Saturday, March 14, 2009

worlds in collision...fortunately, not Velikovsky's or the other guys'

Looking at some books by local authors I have never been able to get into (we have some globalization theorists at Emory like Frank J. Lechner and John Boll who have written books on the topic and co-edited the 2003 Blackwell anthology The Globalization Reader), I have been reminded of how many autonomous areas of discourse (as the academics like to call them) exist to describe exactly the same phenomena.

And the fields of discourse themselves generate phenomena, as with the artworlds in which power and money are exchanged and the art itself is written about in the global magazines, versus the many others that are barely described but that function as limited scenes of aesthetic and commercial action, and the ones that are never described but are sustained by carefully directed hype and/or commercial need.

Lechner and Boll seem particularly committed to some areas of theory I haven't thought of in a while ("macroanthropology" being a case in point). Their take on the implications of the civil aviation system links them to the impressionistic (lovely impressions) studies of Pico Iyer on the lives lived until recently by the economic classes for whom "flying across oceans has become a mundane routine" rather than the once-in-a-lifetime experience it sometimes is for those emigrants who don't have to sneak across lightly defended borders at night. (There was a recent artwork in a global exhibition that commented on the alternate phenomenon, the forcible-deportation flights that the world's airlines do not advertise.)

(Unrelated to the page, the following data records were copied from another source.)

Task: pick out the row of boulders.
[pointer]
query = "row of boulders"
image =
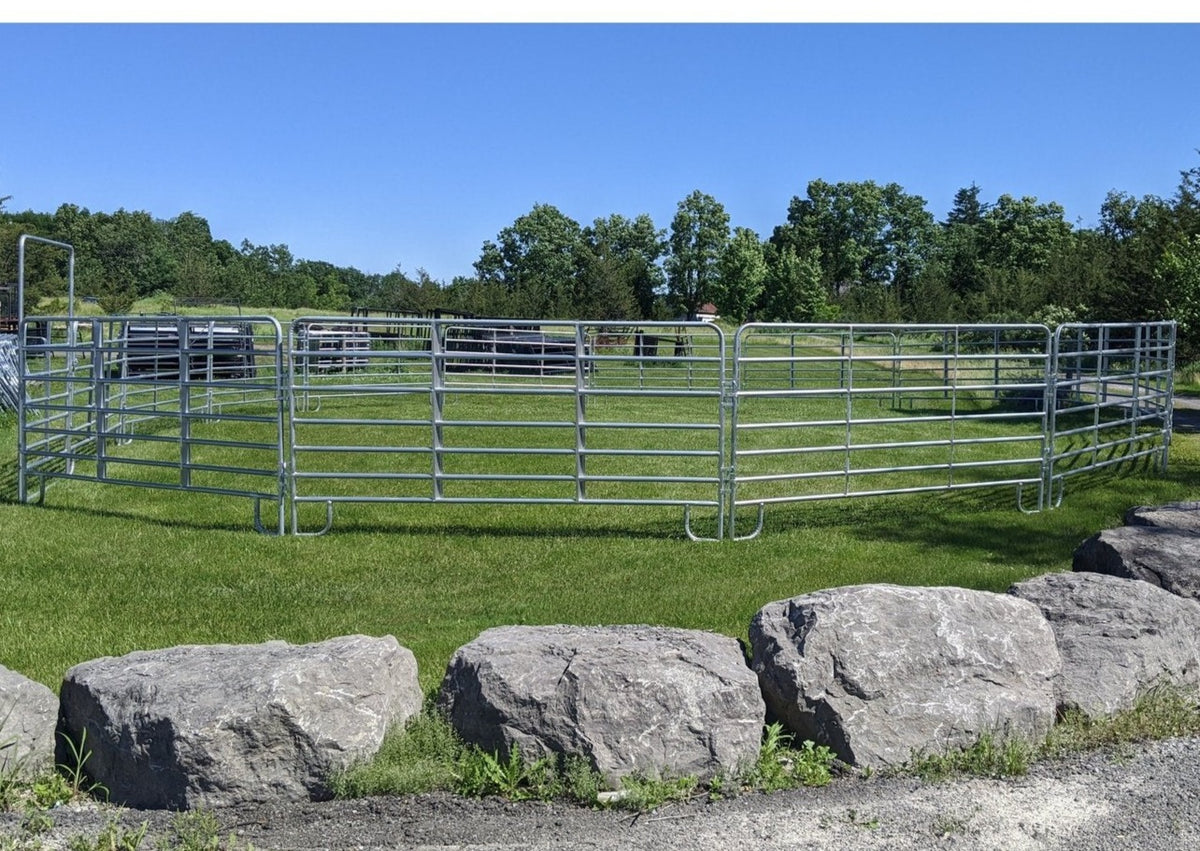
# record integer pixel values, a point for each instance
(876, 672)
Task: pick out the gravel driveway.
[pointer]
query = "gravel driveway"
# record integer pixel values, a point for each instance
(1145, 798)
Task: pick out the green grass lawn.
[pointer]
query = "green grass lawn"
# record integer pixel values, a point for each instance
(102, 570)
(105, 570)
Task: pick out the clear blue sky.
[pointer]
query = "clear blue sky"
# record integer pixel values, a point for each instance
(383, 145)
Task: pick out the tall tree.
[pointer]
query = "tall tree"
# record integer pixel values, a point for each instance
(742, 274)
(534, 258)
(635, 247)
(868, 234)
(700, 232)
(795, 292)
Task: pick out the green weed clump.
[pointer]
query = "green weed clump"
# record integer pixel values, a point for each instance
(990, 757)
(783, 766)
(426, 755)
(1163, 712)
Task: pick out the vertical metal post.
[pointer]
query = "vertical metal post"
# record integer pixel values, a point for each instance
(185, 406)
(581, 431)
(995, 370)
(437, 397)
(100, 399)
(22, 367)
(1135, 401)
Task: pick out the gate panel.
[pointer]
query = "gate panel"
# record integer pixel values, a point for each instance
(521, 412)
(169, 402)
(1114, 396)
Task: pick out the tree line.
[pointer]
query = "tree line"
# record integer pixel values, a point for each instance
(852, 251)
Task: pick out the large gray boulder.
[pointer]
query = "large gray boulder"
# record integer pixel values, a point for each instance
(1119, 637)
(28, 714)
(879, 672)
(1185, 515)
(628, 699)
(1162, 556)
(227, 724)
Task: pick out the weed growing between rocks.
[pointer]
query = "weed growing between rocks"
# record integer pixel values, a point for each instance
(426, 755)
(1164, 712)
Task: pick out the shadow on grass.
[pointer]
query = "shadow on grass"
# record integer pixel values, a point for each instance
(987, 523)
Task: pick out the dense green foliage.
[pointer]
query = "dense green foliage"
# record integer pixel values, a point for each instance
(858, 251)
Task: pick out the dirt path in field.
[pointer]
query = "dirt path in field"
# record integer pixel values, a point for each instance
(1147, 798)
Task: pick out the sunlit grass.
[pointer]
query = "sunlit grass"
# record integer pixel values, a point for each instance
(103, 570)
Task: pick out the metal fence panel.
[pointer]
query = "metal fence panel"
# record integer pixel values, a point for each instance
(394, 409)
(189, 403)
(843, 411)
(1114, 394)
(525, 412)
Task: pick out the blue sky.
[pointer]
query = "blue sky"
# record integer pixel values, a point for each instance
(381, 145)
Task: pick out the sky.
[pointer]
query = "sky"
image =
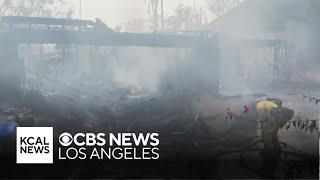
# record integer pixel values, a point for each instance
(115, 12)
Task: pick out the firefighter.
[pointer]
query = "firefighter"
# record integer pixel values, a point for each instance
(272, 117)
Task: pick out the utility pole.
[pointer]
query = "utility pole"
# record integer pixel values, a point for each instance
(80, 9)
(162, 18)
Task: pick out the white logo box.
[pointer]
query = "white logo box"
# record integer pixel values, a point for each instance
(35, 132)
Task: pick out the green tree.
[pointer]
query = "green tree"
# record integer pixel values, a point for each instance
(39, 8)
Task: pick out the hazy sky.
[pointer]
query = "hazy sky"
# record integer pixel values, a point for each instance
(115, 12)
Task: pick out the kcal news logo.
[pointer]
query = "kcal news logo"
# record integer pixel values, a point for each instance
(117, 146)
(34, 145)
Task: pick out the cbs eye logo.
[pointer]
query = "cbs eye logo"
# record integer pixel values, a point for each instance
(65, 139)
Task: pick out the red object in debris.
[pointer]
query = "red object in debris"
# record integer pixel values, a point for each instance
(246, 109)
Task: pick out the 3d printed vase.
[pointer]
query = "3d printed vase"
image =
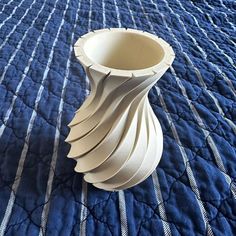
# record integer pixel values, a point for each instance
(115, 136)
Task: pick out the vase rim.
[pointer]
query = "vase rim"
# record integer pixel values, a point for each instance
(164, 63)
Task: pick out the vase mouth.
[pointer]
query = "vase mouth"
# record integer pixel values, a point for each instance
(123, 51)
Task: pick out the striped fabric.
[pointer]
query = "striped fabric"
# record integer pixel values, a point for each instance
(193, 190)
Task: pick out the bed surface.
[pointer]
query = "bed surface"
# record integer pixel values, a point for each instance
(192, 191)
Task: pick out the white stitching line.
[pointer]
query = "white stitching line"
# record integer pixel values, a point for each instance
(10, 16)
(6, 5)
(46, 207)
(228, 81)
(29, 129)
(206, 133)
(230, 60)
(198, 74)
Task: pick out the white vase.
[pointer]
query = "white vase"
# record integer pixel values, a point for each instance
(115, 136)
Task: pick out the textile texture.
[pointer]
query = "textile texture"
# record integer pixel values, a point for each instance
(42, 84)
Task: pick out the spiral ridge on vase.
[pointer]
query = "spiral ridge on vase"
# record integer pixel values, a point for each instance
(115, 136)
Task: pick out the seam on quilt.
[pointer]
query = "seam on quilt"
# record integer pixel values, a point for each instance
(45, 212)
(26, 70)
(227, 80)
(212, 22)
(226, 17)
(161, 206)
(200, 121)
(8, 113)
(198, 74)
(6, 5)
(189, 171)
(164, 221)
(13, 12)
(29, 129)
(230, 60)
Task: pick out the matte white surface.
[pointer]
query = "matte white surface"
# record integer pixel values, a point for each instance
(115, 136)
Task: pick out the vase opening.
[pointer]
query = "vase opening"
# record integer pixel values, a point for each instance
(123, 50)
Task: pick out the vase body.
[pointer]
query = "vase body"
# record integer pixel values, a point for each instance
(115, 136)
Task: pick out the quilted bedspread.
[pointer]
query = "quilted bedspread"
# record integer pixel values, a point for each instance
(192, 191)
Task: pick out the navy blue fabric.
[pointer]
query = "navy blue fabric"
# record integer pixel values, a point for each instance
(193, 190)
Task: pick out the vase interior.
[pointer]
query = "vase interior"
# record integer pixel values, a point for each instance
(123, 50)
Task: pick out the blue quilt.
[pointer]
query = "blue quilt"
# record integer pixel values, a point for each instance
(192, 191)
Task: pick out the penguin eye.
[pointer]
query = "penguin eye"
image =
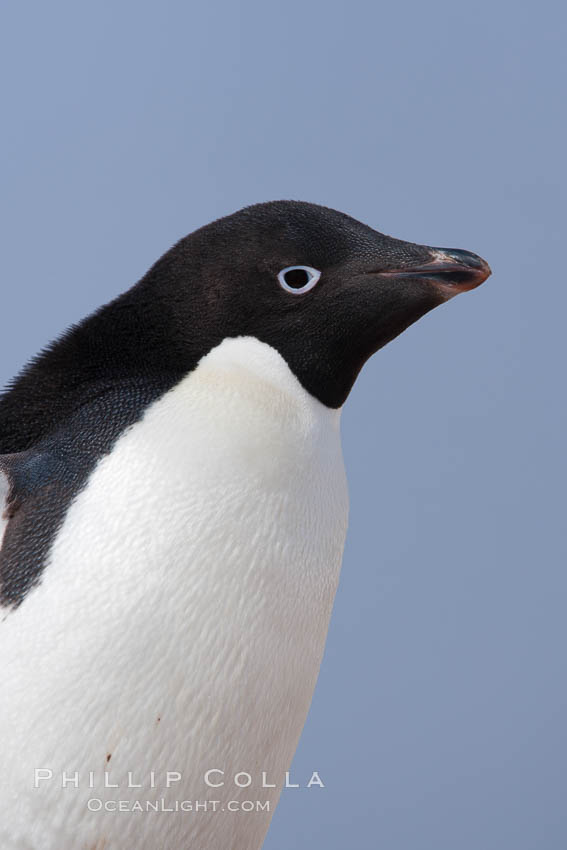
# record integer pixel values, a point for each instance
(298, 279)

Lechner and Boll belabor points that I wouldn't care to make, personally, but it is a reminder that what is commonplace (and has been since age twenty-three) for some people is completely never-thought-of-before for others. They feel compelled to begin with the point, for example, that while "extraordinary events like the Olympic Games" and the more ordinary events of world commerce exemplify world culture, all sorts of seemingly local enterprises such as a chess club already depend on a network of previously agreed-upon global structures. (I would say that they always have, the problematics of cultural hybridization dating back at least to the rise of world trade networks some time in the Late Neolithic.)

I'm still not sure that World Culture: Origins and Consequence asks the questions that I want to have answered—though I would need to read it closely to answer that question; though Lechner and Boll are serious theorists asking serious and valid questions, and do include many of the authors in their bibliography that I would want to see cited in such a book as this 2005 effort that has sat for a couple of years in my To Be Read Someday pile.

It is as Thomas Pynchon wrote in his Proverbs for Paranoids, if They can get you to ask the wrong questions, They don't have to worry about answers. But it is the fact that the world culture that they address is an actual entity at such right angles to the one I want to address that has got me to thinking.

International bureaucratic structures impose all sorts of implicit categories, as in the UNESCO lists of sites worthy of historic preservation...all of them more than exemplary and important to save for the sake of our common human inheritance, but somehow the very act of categorization creates the sort of artificial perspective that obscures as much as it enlightens.

For example, the plunder that has traveled around the world in the wake of invasions from time immemorial has as often preserved objects as it has destroyed them...and even this preservation has come under discussion, as in the case of Oceanic artifacts that were meant to rot but were carried off to museums instead. Museums in the countries involved own no such artifacts because the ones left on site decayed as they were intended. Yet there are now those in the countries in question who would like to get a few examples of what the local curators themselves no longer believe in, having gone on to prefer other cultural ways of organization instead.

And some philosophers of global culture such as Kwame Anthony Appiah have argued that instead of gathering up all the, say, Benin bronzes in West Africa it would be good to distribute Benin bronzes to museums in Greece and France that don't have any and send a few Greek vases and French medieval madonnas to museums in Africa with insufficient acquisition budgets.

But such issues maintain the salaries of a fair number of bureaucrats as well as museum curators and university professors, and the worlds in contention are seldom those of the folks on the ground who would like to have some say in what their local museum has or doesn't have. (Sometimes, those folks want to burn down or bulldoze the local museum, and that is a separate issue. As is the issue of whether the world's historic legacy ought to disappear into private collections as wantonly as the output of the world's art fairs currently does, or used to before at least a few collectors started prioritizing between buying paintings and keeping their private airplanes. I look forward to the ongoing reports in world newspapers from the various global art venues as 2009 continues.)

2 comments:

Anonymous said...

Just in case you're not familiar with him or his book, you can find out more about Velikovsky's Worlds in Collision at the Velikovsky Encyclopedia Website.

littlejoke said...

If you really want to know. I tend to make jokes on the assumption that everyone knows the book title. There are other guys who have assumed that world history somehow derives from things like the asteroid impact that really did wipe out the dinosaurs: see the evidence in the touring exhibition currently at Fernbank Museum of Natural History. I make no brief for anything but the collision of our metaphoric worlds of discourse, which all of us take to be literal worlds, or separate planets all co-habiting on this single one.